§ Mr. Carrington
To ask the Secretary of State for Health what action she is taking to improve the effect of the day care registration system introduced in the Children Act 1989; and if she will issue more guidance to local authorities on this subject.
§ Mr. Yeo
A circular LAC(93)1 has been issued today to local authorities in England urging them to use the discretion that the legislation allows them to be less rigid in their approach to the regulation of private and voluntary day care services and childminders and to work to encourage increases in the supply of these services. Copies have been placed in the Library.
The circular sets a new climate for providers and registration authorities, emphasising that, in the interests of children and families, authorities must strike the right balance between ensuring standards and encouraging development of provision. In particular, authorities are reminded, first, that underlying the legislation is a presumption that registration should be granted unless the authority has good reason not to register; and, secondly, that the standards set in the Department of Health's earlier guidance are not legally prescriptive.
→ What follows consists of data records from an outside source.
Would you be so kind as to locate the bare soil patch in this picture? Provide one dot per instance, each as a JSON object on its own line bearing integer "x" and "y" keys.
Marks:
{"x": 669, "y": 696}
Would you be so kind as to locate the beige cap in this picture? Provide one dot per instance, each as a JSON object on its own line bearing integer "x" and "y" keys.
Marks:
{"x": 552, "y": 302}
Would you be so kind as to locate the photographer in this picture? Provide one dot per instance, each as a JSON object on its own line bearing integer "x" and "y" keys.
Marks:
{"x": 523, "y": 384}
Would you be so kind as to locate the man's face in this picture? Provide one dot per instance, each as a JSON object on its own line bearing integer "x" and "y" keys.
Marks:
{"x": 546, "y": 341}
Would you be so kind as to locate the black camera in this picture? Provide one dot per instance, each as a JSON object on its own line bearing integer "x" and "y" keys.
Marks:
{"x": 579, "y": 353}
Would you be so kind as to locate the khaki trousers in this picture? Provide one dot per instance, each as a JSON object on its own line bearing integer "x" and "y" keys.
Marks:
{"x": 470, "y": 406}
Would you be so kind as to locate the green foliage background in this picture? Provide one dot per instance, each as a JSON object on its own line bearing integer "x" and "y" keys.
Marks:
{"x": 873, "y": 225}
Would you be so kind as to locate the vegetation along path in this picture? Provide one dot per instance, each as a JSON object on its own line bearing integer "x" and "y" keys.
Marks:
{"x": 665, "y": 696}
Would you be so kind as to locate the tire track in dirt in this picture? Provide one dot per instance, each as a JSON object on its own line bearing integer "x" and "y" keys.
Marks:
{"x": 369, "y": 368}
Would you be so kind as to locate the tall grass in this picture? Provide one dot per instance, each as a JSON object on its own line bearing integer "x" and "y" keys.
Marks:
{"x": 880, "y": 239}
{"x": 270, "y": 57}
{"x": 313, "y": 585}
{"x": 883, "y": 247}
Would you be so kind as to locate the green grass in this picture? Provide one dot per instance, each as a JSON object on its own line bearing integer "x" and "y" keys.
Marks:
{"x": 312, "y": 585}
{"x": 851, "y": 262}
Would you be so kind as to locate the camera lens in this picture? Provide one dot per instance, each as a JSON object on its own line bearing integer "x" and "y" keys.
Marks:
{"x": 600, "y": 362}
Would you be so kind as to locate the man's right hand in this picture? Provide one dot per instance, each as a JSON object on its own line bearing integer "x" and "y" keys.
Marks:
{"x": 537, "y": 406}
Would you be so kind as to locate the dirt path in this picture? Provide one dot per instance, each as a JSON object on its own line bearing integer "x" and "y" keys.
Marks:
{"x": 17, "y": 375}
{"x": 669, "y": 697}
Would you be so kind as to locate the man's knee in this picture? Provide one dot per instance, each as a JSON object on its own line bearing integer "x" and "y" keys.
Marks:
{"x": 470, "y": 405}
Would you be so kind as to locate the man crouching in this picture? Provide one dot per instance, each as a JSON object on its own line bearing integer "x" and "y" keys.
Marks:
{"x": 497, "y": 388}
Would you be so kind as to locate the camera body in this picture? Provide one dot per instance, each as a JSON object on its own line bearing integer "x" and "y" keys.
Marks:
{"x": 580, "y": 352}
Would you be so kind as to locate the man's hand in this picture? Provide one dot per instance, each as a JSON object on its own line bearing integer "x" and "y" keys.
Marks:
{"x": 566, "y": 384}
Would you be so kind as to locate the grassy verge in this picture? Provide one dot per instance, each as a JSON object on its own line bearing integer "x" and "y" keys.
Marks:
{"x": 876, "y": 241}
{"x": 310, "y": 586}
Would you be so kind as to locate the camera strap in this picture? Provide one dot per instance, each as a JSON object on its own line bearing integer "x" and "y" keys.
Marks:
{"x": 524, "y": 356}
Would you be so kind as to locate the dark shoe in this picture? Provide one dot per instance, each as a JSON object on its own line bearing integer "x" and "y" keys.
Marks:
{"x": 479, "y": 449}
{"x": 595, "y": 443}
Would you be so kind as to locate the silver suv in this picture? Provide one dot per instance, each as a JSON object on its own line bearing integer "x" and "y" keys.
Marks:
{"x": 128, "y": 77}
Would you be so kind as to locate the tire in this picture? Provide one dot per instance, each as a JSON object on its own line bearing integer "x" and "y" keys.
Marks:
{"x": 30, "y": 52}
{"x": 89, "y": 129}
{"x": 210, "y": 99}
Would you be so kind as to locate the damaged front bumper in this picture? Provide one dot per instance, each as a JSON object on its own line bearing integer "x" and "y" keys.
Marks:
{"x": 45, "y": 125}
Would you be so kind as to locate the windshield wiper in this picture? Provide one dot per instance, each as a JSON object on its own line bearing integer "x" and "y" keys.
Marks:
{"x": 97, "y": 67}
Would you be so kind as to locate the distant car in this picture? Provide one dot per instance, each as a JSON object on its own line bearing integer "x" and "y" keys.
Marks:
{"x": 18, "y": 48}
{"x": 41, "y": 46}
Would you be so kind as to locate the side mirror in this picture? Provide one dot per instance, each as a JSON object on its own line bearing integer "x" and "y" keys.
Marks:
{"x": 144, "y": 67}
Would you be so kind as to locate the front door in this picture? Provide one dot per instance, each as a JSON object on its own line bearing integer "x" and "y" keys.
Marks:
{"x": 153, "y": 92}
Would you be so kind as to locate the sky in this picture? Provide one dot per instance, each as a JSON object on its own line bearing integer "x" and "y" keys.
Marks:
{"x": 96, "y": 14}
They are points of reference to be taken into account by the registering authority in deciding whether an applicant and his/her premises are fit for the care of young children and, if they are to be registered, what conditions should be imposed.
The circular also announces that the Government propose to amend the Food Premises (Registration) Regulations 1991 to exempt childminders registered under the Children Act 1989 from the requirement also to register their premises with Environmental Health Departments.